Eastern Bay of Plenty health workers are aiming to make whānau feel welcome and comfortable as hundreds of people stream through the doors each week to get their Covid-19 vaccine.
So far, more than 15,000 vaccinations have been administered in the subregion - about 21 percent of the target population.
Māori health provider Te Puna Ora o Mataatua was dishing out about 120 doses of the vaccine each day at its Whakatāne clinic.
Clinic lead Kelly Gavin was among those meeting and greeting whānau at the door.
Once someone had their vaccination, they were taken to a seated observation area where biscuits and cups of tea were on offer.
"It's almost like a family reunion down there sometime, you can have upwards of 20 people sitting there. It's got a good vibe to it, we've got music playing in the background," she said.
"We want our whānau to feel safe and feel comfortable. We just want them to relax."
Whakatāne resident Sunshine Biddle was among those hanging out in the observation area at Te Puna Ora's clinic.
She was already fully vaccinated and was there to support her aunty.
"I didn't even feel it. I was a bit anxious about getting it because I don't like getting injections, but it was sweet as."
Using local vaccinators beneficial
Te Puna Ora chief operating officer Lee Colquhoun said having locals as vaccinators made people feel at ease.
"As soon as they see the face they feel comfortable, and they can go from there."
Gavin said the hauora aimed to answer any questions about the vaccine, including organising a nurse to visit marae or iwi to host question and answer sessions.
"We're all about making sure that our whanāu are making an informed decision, versus doing something they've been told they need to do," she said.
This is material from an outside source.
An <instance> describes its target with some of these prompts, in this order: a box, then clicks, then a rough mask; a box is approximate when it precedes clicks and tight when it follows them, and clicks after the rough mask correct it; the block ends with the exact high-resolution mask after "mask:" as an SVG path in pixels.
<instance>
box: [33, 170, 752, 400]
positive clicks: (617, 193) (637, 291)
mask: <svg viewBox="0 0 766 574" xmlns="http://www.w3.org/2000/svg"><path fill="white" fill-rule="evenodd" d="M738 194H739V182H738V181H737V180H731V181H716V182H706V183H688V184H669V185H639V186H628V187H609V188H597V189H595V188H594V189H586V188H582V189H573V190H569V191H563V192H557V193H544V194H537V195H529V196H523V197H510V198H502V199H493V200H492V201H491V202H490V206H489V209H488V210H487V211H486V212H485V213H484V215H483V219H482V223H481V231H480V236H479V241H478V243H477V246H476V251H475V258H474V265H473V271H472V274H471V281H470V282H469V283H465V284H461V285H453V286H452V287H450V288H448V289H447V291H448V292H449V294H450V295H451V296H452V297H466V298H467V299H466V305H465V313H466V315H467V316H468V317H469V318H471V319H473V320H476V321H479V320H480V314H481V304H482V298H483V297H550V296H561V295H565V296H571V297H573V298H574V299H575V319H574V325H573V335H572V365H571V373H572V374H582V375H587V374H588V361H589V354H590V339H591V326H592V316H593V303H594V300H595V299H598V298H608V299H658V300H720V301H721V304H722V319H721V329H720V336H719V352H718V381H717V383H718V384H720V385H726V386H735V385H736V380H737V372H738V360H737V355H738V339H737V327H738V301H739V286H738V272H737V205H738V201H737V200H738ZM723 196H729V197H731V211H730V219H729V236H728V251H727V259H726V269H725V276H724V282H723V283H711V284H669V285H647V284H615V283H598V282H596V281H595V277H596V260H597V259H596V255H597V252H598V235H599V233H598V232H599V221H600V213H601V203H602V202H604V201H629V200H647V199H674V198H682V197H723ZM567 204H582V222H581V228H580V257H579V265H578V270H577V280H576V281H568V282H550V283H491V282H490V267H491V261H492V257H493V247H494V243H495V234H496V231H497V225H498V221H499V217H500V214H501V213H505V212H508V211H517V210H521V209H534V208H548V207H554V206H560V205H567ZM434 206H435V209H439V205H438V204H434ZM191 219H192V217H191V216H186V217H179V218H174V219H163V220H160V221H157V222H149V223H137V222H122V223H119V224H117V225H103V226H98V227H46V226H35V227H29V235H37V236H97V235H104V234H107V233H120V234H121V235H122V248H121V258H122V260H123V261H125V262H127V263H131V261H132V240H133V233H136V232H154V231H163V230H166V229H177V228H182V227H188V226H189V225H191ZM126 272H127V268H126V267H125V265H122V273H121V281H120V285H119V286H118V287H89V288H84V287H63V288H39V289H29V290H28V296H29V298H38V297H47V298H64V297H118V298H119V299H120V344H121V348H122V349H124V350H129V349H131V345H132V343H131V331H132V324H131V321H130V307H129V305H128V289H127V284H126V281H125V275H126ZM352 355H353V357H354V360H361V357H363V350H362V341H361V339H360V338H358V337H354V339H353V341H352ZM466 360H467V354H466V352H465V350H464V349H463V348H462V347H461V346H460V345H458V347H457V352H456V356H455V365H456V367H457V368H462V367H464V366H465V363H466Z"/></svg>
"If that means people just coming in and we sit down and have that conversation, then we're all for that. If people decide then and there they don't want to do this, they're more than welcome to walk away, think about it and come back."
Across town at the Bay of Plenty District Health Board's vaccine clinic, Whakatāne resident James Reri was sitting in the observation area, eating a biscuit and sipping tea after getting his second dose.
"With the things that are happening now, we need to be proactive in doing this stuff. I think it's safety for everybody else too."
Fixed ideas an issue
The Bay of Plenty DHB's Rachel Shouler is leading the rollout of the vaccine in the Eastern Bay.
She accepted that some people just won't take the vaccine as they have fixed ideas about it.
"But then I think there's a section of the community sitting on the fence, wanting more information, wait and see how it goes. Hopefully they fall on the side of accepting it."
Shouler believed only people who want the vaccine would turn up to the vaccination clinics.
She said it is important that other health services, such as general practices, had information about the vaccine on hand for those who might want to know more.